100 ans de Chine : de la révolte des Boxers au grand pas en avant vers l'intégration globale
1900, 2000 : deux dates clefs dans l’histoire de la Chine. 1900, c’est l’année de la révolte des Boxers et de la répression occidentale qui s’ensuit. 2000 voit au contraire la République populaire frapper à la porte de l’OMC et adopter une série de réformes économiques, juridiques et culturelles qui trouvent souvent leur inspiration en Occident. À bien des égards, pourtant, la Chine d’aujourd’hui a conservé la marque de celle de l’impératrice Cixi : le nationalisme chinois reste vif aussi bien dans les relations avec Taiwan que dans le reste de l’Asie ; et les élites comme la population restent partagées entre l’aspiration à la modernité et la peur de l’interdépendance induite par le processus mondial de globalisation. Mais l’avenir de la Chine est peut-être ailleurs : dans la participation à la constitution d’ensembles régionaux aux côtés de l’Europe ou de l’Amérique latine, plutôt que dans une course à la superpuissance avec les États-Unis qui semble déjà perdue.

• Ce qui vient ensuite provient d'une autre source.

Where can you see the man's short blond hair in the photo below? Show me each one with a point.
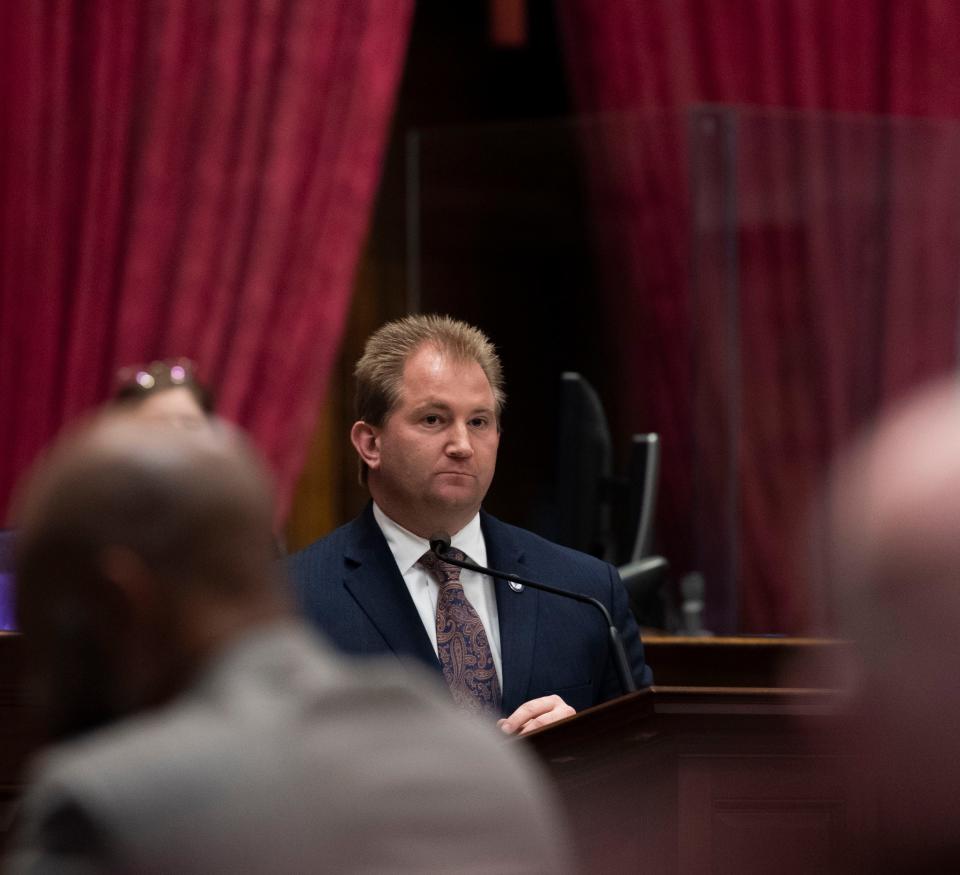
(379, 371)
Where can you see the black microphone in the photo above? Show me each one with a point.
(440, 544)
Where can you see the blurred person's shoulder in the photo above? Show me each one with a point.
(280, 730)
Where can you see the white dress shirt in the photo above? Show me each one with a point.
(407, 548)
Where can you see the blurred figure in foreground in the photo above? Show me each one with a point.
(893, 527)
(203, 728)
(164, 391)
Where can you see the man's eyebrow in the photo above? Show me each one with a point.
(435, 404)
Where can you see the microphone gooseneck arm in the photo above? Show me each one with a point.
(440, 544)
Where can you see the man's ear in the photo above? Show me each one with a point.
(366, 441)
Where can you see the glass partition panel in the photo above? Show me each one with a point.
(751, 285)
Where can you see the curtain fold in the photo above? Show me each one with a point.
(185, 179)
(846, 231)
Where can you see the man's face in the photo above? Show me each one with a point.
(434, 456)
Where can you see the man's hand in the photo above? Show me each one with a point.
(534, 714)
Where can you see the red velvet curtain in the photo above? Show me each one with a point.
(182, 178)
(836, 289)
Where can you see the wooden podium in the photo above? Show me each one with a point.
(707, 780)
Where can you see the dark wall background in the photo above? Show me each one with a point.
(504, 244)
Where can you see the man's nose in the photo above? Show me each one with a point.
(459, 444)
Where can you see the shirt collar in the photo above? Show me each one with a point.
(407, 548)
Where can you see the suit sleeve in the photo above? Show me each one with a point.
(630, 633)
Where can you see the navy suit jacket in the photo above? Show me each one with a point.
(349, 586)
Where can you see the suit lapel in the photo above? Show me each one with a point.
(371, 576)
(517, 612)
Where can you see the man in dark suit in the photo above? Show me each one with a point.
(429, 400)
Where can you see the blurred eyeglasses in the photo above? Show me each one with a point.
(165, 373)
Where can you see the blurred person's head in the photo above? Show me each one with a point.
(142, 548)
(164, 391)
(893, 527)
(429, 399)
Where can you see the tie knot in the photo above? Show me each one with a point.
(442, 571)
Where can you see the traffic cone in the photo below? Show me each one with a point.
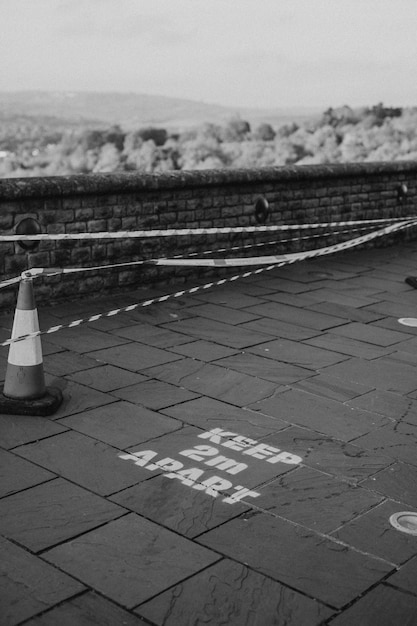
(24, 391)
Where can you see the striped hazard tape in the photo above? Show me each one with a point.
(284, 260)
(191, 231)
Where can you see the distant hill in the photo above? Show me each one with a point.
(131, 110)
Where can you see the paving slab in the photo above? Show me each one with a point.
(380, 373)
(131, 559)
(392, 405)
(294, 315)
(57, 510)
(85, 610)
(235, 455)
(29, 585)
(121, 424)
(152, 335)
(372, 532)
(333, 388)
(15, 432)
(406, 577)
(155, 394)
(203, 351)
(347, 461)
(369, 334)
(231, 593)
(82, 460)
(348, 313)
(349, 346)
(321, 414)
(219, 332)
(17, 474)
(277, 372)
(106, 378)
(173, 505)
(223, 313)
(383, 606)
(396, 440)
(298, 353)
(282, 329)
(216, 382)
(133, 356)
(208, 413)
(397, 481)
(306, 561)
(204, 461)
(315, 500)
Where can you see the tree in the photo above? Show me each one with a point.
(264, 132)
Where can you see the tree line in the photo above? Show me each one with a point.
(339, 135)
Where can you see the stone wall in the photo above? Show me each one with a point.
(187, 199)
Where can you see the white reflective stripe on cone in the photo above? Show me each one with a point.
(28, 351)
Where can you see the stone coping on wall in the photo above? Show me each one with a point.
(80, 184)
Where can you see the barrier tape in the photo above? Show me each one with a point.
(287, 258)
(296, 257)
(190, 231)
(36, 272)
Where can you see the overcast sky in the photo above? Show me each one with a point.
(254, 53)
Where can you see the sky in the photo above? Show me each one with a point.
(242, 53)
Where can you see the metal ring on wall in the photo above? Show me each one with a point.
(261, 209)
(28, 226)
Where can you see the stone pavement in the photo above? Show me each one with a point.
(231, 458)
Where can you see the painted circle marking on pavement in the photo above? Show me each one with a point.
(406, 522)
(408, 321)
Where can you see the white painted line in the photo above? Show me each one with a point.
(406, 522)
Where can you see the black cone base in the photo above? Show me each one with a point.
(47, 405)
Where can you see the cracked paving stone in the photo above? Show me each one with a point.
(245, 469)
(344, 460)
(84, 461)
(384, 606)
(267, 369)
(373, 533)
(53, 512)
(230, 593)
(168, 502)
(208, 413)
(397, 482)
(17, 474)
(29, 585)
(315, 500)
(406, 577)
(155, 394)
(395, 440)
(27, 428)
(87, 610)
(131, 559)
(217, 382)
(211, 330)
(133, 356)
(299, 354)
(297, 557)
(122, 424)
(322, 414)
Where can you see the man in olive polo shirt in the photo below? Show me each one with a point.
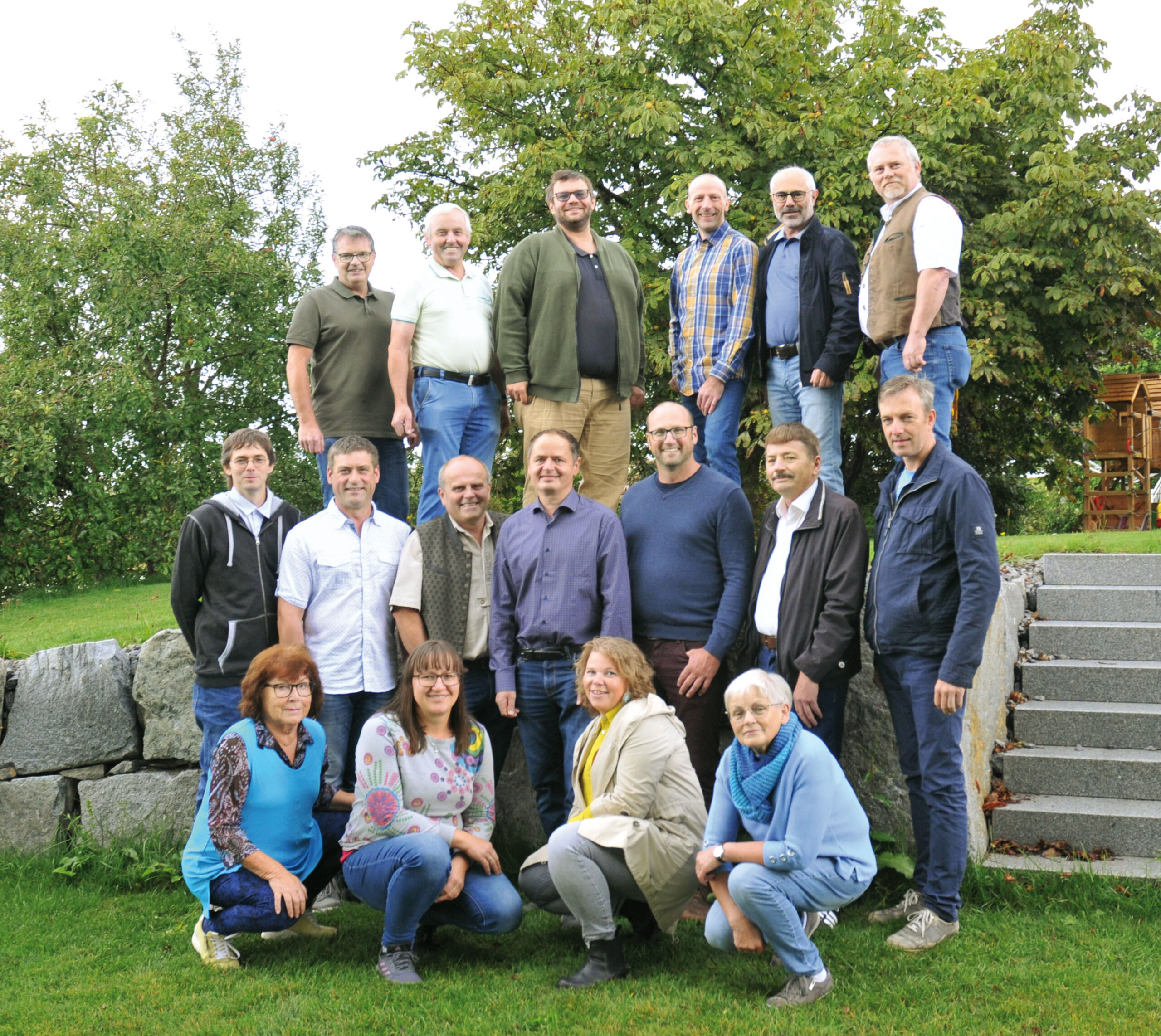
(337, 368)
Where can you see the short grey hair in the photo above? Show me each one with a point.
(770, 686)
(911, 383)
(806, 173)
(908, 146)
(439, 210)
(351, 231)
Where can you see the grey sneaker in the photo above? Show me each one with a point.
(397, 964)
(911, 904)
(922, 932)
(801, 989)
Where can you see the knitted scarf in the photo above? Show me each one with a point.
(753, 779)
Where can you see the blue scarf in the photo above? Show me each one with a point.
(753, 779)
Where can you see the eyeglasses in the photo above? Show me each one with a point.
(757, 711)
(678, 433)
(283, 691)
(429, 679)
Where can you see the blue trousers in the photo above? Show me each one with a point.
(948, 367)
(480, 696)
(551, 722)
(774, 900)
(392, 492)
(718, 433)
(821, 410)
(832, 700)
(932, 761)
(402, 876)
(248, 902)
(215, 709)
(453, 419)
(343, 717)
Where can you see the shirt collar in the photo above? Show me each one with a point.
(801, 504)
(890, 208)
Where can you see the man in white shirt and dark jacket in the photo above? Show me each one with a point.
(809, 584)
(224, 576)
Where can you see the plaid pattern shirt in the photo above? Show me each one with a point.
(711, 306)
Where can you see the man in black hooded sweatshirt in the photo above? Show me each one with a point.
(224, 577)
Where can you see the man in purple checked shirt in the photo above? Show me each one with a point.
(560, 579)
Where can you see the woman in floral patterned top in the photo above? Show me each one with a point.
(418, 846)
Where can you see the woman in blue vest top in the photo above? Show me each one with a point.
(266, 838)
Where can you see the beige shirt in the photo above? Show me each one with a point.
(409, 584)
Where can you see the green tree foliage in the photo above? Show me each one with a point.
(146, 277)
(1062, 259)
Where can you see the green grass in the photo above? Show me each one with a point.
(128, 612)
(1041, 955)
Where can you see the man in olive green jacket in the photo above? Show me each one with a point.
(568, 324)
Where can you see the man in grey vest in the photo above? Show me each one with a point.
(443, 590)
(909, 293)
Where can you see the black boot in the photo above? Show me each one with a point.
(606, 961)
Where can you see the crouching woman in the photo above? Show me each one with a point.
(418, 844)
(265, 840)
(638, 815)
(812, 842)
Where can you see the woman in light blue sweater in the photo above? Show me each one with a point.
(812, 841)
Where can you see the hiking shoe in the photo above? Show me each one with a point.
(923, 931)
(306, 926)
(801, 989)
(911, 904)
(215, 949)
(397, 963)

1900-2000 : pour aucun autre pays que la Chine cet arbitraire rapprochement séculaire n'est-il aussi évocateur ni peut-être aussi trompeur. 1900, année de la révolte des Boxeurs puis du siège des Occidentaux dans leur quartier des légations de Pékin, se conclut par une expédition militaire suivie d'exactions et des plus lourdes sanctions jamais infligées à la Chine. Immortalisé, quoiqu'en sens contraire, dans la mémoire populaire chinoise et occidentale, l'événement est pourtant moins important que l'échec dramatique de la réforme de l'empire, lors des Cent Jours de 1898 : l'explosion de xénophobie officielle, qui donna aux Occidentaux l'occasion d'humilier et de mettre en coupe réglée la Chine, était elle-même la conséquence de l'écrasement intérieur des réformes entreprises sur le modèle occidental.
Un faux parallèle ?
Cette perspective chronologique s'inverse cent ans plus tard. 2000 est l'année du plus grand pas en avant accompli par la Chine vers son intégration globale. L'accord avec les grands partenaires occidentaux permet l'entrée à l'OMC, au prix d'un processus douloureux, pour la société chinoise, de réformes économiques, juridiques et culturelles : un traité international sert ainsi de levier à ceux des dirigeants chinois qui veulent poursuivre certaines réformes intérieures en soulignant leur inévitabilité à l'ère de l'économie globale. Et pourtant, cette décision collective et controversée en Chine même fait suite aux exhalaisons nationalistes de 1999 : contre les États-Unis, d'abord, après le bombardement accidentel de l'ambassade chinoise à Belgrade, et contre Taiwan, ensuite, après les propos du président taiwanais, Lee Teng-hui, sur l'existence de « relations spéciales d'État à État » de part et d'autre du détroit de Formose.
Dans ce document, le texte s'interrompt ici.